Public Comment

Smart Growth: Another View

By Charles Siegel
Monday January 30, 2012 - 09:42:00 AM

In her two articles about regional planning for smart growth, Zelda Bronstein repeatedly claims that the planning is undemocratic. She sympathizes with Tea Party members who have disrupted planning meetings and who gave the biggest round of applause one evening to a Berkeley extremist who is well known for disrupting city meetings.  


She quotes with approval one Tea Party member who explained that she did not go to breakout sessions because "they’re going to do whatever they’re going to do, regardless of the public input" and other Tea-party members who held signs that said “ABAG/MTC don’t speak for me,” “This is a rigged meeting” and “We’re being railroaded.”  


She concludes that these regional agencies should make "future planning for our region, more accountable to the public at large." 


Yet she also writes: "SB 375, signed by then-Governor Schwarzenegger, requires California to reduce its greenhouse gas emissions to 1990 levels by 2020. To that end, each of the state’s eighteen metropolitan planning organizations—in our case, ABAG plus MTC—must prepare a long-range plan that integrates its region’s transportation, housing and land use in ways that get people to drive less. In the Bay Area, as elsewhere in the country, this is called planning for “smart” growth and “sustainable” development." 


In other words, regional agencies are planning for smart growth because they are following a law that was passed by the state legislature and signed by the governor. That sounds democratic to me: the law was passed by elected officials who are "accountable to the public at large." 
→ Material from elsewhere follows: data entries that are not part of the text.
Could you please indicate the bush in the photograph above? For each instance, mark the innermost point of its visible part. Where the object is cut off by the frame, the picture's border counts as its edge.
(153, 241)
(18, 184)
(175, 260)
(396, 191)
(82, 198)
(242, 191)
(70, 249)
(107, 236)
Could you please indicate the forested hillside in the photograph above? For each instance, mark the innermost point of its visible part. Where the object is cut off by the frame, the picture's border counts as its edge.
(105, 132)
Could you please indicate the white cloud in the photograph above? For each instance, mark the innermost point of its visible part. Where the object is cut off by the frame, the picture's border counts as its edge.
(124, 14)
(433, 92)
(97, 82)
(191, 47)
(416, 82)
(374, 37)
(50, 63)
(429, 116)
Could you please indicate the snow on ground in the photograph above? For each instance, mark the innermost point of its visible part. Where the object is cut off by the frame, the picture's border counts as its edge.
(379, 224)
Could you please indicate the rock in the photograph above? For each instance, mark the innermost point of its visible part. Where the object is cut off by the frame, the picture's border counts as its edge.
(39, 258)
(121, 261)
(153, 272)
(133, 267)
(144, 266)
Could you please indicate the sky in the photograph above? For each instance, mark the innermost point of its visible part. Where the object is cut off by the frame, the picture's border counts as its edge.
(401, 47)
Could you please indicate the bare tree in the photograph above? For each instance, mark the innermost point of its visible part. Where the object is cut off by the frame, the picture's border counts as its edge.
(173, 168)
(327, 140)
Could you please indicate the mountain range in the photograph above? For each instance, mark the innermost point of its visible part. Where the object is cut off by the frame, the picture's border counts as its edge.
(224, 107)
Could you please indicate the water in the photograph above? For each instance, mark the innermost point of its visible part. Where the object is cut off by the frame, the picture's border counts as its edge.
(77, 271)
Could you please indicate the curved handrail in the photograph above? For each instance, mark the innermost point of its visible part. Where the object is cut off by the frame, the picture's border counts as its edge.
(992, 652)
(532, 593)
The Tea Party is a minority of the Republican Party and a small minority of the State of California. The Tea Party has outsized influence because it gets funding from the Koch Brothers and other fossil fuel interests. The Tea Party and its Berkeley supporters are not "accountable" to anyone and certainly do not represent "the public at large." When the legislature required regional planning agencies to consult with the public, they obviously did not intend for SB 375's smart-growth mandate to be nullified by a noisy, disruptive minority who are in favor of sprawl and who deny climate science.  


Democracy is not threatened by regional agencies that are following a law passed by the elected legislators of California. 


Democracy is threatened by extremists who disrupt public meetings and try to prevent government from functioning when it tries to carry out a law that they do not like.